Meloni cerca dunque di muovere i primi passi, in una visione più complessiva, lanciando segnali di fumo agli alleati, che hanno un significato: le riforme costituzionali devono procedere di pari passo con l’autonomia differenziata, su cui il ministro Roberto Calderoli sta spingendo con il supporto del leader, Matteo Salvini.
In cambio dell’autonomia, la Lega non solleverebbe problemi sulla forma di governo di Fratelli d’Italia, sia presidenzialismo, semipresidenzialismo o premierato. La priorità è di sventolare di nuovo la bandiera padana.
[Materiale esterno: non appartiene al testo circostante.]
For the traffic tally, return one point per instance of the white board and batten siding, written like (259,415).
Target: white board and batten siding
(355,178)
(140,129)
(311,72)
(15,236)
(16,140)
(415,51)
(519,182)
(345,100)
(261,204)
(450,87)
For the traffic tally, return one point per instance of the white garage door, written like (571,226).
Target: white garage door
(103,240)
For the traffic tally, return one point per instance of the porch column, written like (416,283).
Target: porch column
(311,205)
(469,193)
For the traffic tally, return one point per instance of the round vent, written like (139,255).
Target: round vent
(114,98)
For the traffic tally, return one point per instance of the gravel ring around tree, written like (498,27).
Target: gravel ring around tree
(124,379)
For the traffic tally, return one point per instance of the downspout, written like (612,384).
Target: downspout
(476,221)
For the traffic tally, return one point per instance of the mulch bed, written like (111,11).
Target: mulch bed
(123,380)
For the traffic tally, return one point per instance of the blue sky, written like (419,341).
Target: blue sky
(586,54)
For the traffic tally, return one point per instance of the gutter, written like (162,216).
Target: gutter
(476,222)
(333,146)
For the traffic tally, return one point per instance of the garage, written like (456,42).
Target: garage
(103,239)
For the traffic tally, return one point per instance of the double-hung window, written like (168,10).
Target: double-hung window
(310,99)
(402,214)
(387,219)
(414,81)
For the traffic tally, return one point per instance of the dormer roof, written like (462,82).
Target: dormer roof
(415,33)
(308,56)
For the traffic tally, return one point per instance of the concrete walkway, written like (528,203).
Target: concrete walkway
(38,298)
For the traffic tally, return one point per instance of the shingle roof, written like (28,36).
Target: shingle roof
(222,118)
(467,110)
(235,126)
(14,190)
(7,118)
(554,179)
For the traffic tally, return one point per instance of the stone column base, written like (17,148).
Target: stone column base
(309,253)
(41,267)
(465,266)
Solo che a causa dei tempi lunghi messi in agenda dalla premier, il sismografo della maggioranza segnala delle oscillazioni, che si avvertono pure tra le opposizioni.
Un’altra faglia si sta aprendo tra Azione e Italia viva. Matteo Renzi sgomita per dimostrarsi più dialogante di tutti, spedendo in avanscoperta la capogruppo al Senato, Raffaella Paita.
«Siamo per il modello del “sindaco d’Italia”», ha ribadito. Una battaglia che i renziani condurranno in solitaria. Dalle parti di Azione sono scettici sulla formula di Iv, perché i due rami del parlamento non possono essere derubricati a consigli comunali.
Quindi il sindaco d’Italia assume le fattezze dell’ennesima trovata comunicativa, secondo l’inner circle di Carlo Calenda. Ma qui c’è un’altra novità: tra Azione e il Pd può verificarsi una convergenza di massima sulla richiesta di un sistema più vicino alla Germania con il rafforzamento dei poteri del premier e l’introduzione del meccanismo della sfiducia costruttiva, senza toccare il ruolo del presidente della Repubblica.
Per Schlein le buone notizie sono finite qua: deve fare i conti con un doppio problema, quello interno con l’ala riformista, più aperturista sulle riforme, e l’altro esterno, la concorrenza di Giuseppe Conte pronto alle barricate per difendere la Costituzione e a sfruttare il tavolo come un palcoscenico per controbattere alle iniziative del governo.